Has anyone got the reprint of this book. I've been looking for it at the local Borders(usa) is it not out over here yet. I've got to read this it sounds so cool.


----------



## darkreever (Apr 3, 2008)

I have the original print, and have to say that while it is not the worst thing I have read in my life; there are points when the trilogy is god awful.

It has its ups, but the fluff in the trilogy is a bit out dated and sometimes felt a little lacking.


----------



## Baron Spikey (Mar 26, 2008)

I'm with Darkreever on this one, got the reprint- it's like the opposite of Lee Lightner's 'contributions' in that it's got a very mature style of writing (for a BL publication at least) but it frustrated the hell out of me. It was one of those books you CAN put down.


----------



## Dragannia (May 12, 2008)

Inquisition War is actual fiction - it's hard science fiction set in the Warhammer 40k universe. Not to mention the fluff was VERY young at the time, so everything might seem out of place (Eldar with lasguns?
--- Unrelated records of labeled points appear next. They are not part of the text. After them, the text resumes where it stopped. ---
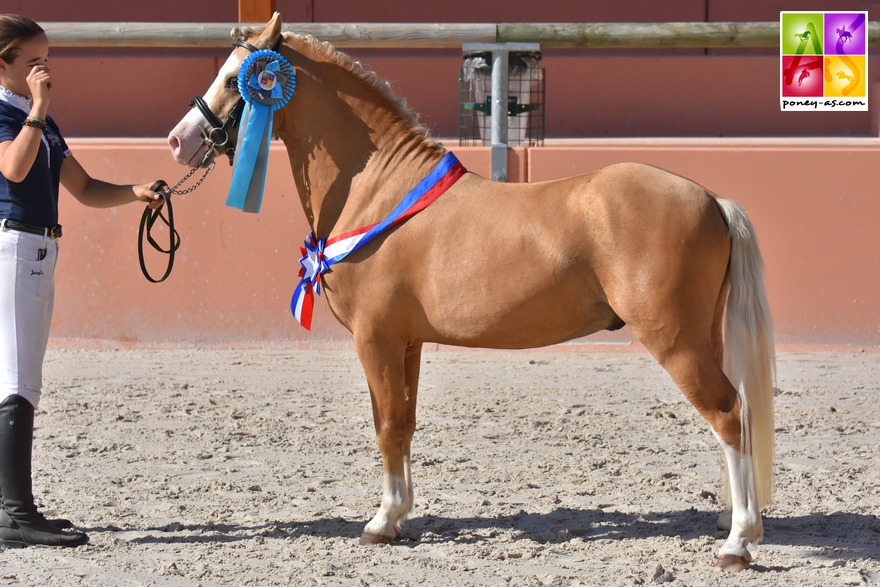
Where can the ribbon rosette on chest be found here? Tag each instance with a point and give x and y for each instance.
(266, 82)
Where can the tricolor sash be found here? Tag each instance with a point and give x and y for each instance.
(321, 254)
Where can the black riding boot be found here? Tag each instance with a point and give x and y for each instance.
(16, 443)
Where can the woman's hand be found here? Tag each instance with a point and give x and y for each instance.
(40, 85)
(145, 194)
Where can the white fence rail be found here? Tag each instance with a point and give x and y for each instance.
(437, 36)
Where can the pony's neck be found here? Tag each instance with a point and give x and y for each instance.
(352, 152)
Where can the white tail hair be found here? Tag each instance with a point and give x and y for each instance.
(749, 355)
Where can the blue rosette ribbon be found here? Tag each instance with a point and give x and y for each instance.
(266, 82)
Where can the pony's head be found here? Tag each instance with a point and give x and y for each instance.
(210, 128)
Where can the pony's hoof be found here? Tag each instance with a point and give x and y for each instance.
(730, 563)
(368, 539)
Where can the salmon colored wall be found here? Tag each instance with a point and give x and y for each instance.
(590, 93)
(812, 203)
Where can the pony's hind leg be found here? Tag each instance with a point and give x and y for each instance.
(392, 375)
(699, 375)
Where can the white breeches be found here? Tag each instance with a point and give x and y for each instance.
(27, 297)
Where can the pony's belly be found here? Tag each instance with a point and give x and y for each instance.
(538, 324)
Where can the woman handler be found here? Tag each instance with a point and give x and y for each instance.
(33, 159)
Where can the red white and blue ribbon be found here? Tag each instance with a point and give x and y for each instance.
(321, 254)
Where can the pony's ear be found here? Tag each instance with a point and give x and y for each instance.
(272, 31)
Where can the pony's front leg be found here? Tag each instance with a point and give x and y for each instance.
(392, 373)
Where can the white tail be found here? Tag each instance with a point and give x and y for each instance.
(749, 357)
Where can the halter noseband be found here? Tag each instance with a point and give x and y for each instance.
(218, 133)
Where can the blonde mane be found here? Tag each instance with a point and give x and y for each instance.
(326, 53)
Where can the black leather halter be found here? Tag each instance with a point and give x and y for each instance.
(218, 134)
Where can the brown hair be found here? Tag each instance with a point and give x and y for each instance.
(14, 30)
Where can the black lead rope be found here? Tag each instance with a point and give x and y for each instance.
(148, 219)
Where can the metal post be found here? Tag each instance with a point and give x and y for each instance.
(499, 114)
(500, 87)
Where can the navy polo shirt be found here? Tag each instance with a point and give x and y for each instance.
(34, 200)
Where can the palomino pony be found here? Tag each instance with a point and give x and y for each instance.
(513, 266)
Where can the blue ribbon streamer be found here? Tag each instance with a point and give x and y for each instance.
(255, 130)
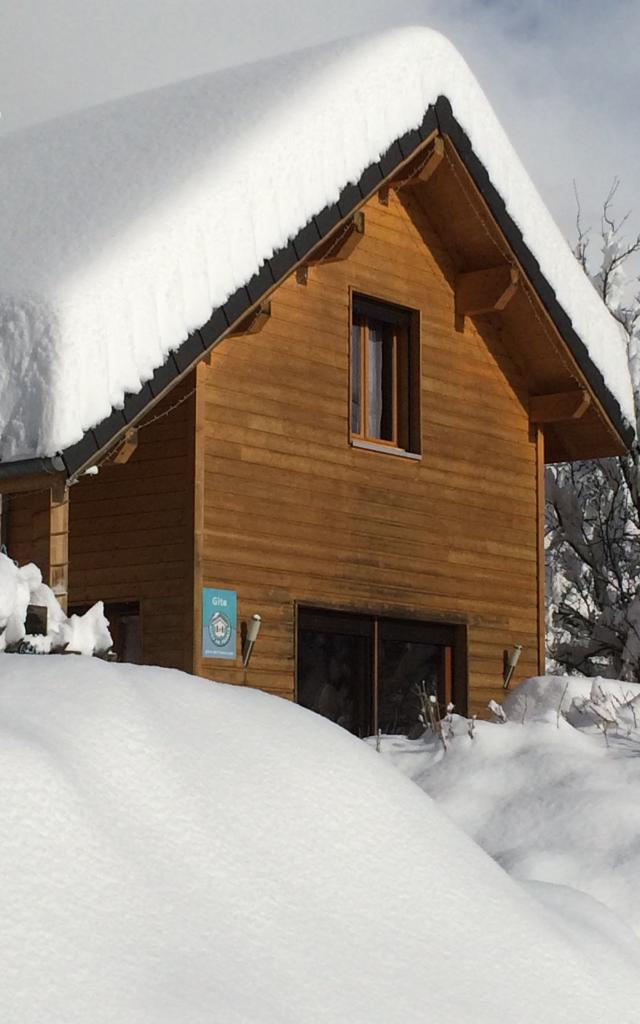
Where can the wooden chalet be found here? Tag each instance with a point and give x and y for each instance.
(352, 448)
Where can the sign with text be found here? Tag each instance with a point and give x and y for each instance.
(219, 623)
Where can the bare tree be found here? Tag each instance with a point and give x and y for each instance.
(593, 508)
Imperials with shuriken catapults?).

In any case, it's worth a read, but yeah if you're not used to it there are parts which are strange.


----------



## Critta (Aug 6, 2008)

Yeah, read this recently and there were a load of parts of it that bugged the hell out of me.

Still, it's not a bad story if you can cope with the main character going to several of the most hidden and restricted places in the 40k universe by some kind of huge fluke in every single case.

But I agree with the comment above that it feels like a generic sci-fi that happens to be set in the 40k universe rather than an actual 40k story.


----------



## Tim C (Feb 22, 2009)

I'm reading it at the moment, not bad so far I bought it direct from BL online with only 3 quid postage I thought that would be easier than trying to get it instore.


----------